For the sake of nine tiles, is it worth bothering trying to tile over them? - how many did you remove on the other walls?

Reply to
Phil L

cold chisel? get/borrow a bolster (3inch wide blade) - aim at gap betwixt wall and tile and tw@t with lump hammer - ping! tile will hopefully fall off in one piece - try it?

Jim K

Reply to
Jim K

Sanding the tiles away to nothing? Yes I guess it would work but the amount of dust it would generate doesn't bear thinking about.

And these days come with a plastic guard so when you miss you don't whack your hand.

That's the way to do it! Flat side of bolster almost parallel to the wall so it doesn't dig in. Of course if the tile/adhesive is stronger than the plaster board you may still find chuncks being ripped out of it.

Reply to
Dave Liquorice

If you want to remove them - it will work - eventually. You will prolly be found dead from dust inhalation amid a pile of worn abrasive though.

If its to key them to tile over - don't bother. Just clean them & use a decent tile adhesive.

Reply to
The Medway Handyman

SDS drill and chisel bit

Reply to
John

On plasterboard, a 4" scraper and a claw hammer. Bolsters and chisels are too thick to get behind tiles cleanly

Reply to
stuart noble

Sand what down, plasterboard? on show or behind tiles?

NT

The actual tile, my plan was to sand them down as low then smooth the last bit down with a less agressive grade paper ?

Reply to
Matthew.Ridges

about 80

Reply to
Matthew.Ridges

used how?

cleanly?? (method has worked ok IME)

Jim K

Reply to
Jim K

Pretty obvious that a thinner blade is going to get behind the tile easier than a big fat one.
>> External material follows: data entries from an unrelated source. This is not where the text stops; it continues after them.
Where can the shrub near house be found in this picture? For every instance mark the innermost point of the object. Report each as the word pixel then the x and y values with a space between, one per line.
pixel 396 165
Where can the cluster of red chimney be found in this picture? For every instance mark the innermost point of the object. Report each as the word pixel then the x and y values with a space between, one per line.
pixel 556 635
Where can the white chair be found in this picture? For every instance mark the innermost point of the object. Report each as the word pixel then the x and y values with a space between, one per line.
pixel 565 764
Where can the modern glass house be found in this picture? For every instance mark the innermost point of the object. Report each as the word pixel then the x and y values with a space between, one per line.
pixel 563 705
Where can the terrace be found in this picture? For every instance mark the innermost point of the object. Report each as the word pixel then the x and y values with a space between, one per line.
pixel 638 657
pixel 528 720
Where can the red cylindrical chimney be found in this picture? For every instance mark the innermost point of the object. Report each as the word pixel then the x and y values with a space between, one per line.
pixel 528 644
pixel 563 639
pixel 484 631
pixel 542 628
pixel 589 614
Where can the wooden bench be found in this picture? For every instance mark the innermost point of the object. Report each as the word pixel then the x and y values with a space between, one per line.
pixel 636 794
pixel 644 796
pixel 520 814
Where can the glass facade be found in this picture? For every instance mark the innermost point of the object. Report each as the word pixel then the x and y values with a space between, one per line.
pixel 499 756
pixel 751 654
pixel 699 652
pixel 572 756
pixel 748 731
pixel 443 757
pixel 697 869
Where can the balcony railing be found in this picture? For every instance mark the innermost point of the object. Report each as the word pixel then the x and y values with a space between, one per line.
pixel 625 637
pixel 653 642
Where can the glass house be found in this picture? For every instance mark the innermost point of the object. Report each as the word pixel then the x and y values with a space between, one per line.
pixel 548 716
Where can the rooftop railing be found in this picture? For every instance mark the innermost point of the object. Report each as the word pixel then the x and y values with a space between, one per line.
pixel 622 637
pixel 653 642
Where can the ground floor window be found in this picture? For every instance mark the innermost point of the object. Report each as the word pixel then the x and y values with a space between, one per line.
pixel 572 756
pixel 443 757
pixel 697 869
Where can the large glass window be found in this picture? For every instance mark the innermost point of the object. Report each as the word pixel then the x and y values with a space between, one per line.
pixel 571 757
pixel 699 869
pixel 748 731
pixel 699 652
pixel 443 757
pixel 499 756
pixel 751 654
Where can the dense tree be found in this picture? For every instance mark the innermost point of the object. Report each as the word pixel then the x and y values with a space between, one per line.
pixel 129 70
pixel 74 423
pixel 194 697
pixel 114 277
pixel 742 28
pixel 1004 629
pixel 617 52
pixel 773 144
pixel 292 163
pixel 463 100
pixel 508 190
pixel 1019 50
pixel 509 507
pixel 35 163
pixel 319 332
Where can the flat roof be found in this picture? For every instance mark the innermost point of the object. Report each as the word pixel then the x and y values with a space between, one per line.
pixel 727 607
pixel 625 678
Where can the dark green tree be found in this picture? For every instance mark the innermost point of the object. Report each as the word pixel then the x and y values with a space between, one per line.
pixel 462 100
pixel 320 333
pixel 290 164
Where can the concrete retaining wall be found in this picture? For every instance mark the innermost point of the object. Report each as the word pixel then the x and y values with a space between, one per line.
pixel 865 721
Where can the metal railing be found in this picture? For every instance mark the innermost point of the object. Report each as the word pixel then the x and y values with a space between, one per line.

Only problem is the flexibility of the scraper, but a sharp tap at the right angle usually does it for me. A different approach required on solid walls of course.

Reply to
stuart noble

tho not obvious how it would make it any easier given the flexibility and thus weakness as a lever to prise with against the strength of set tile adhesive.... the bolster and club hammer is akin to splitting wood with a splitting maul *not* a felling axe...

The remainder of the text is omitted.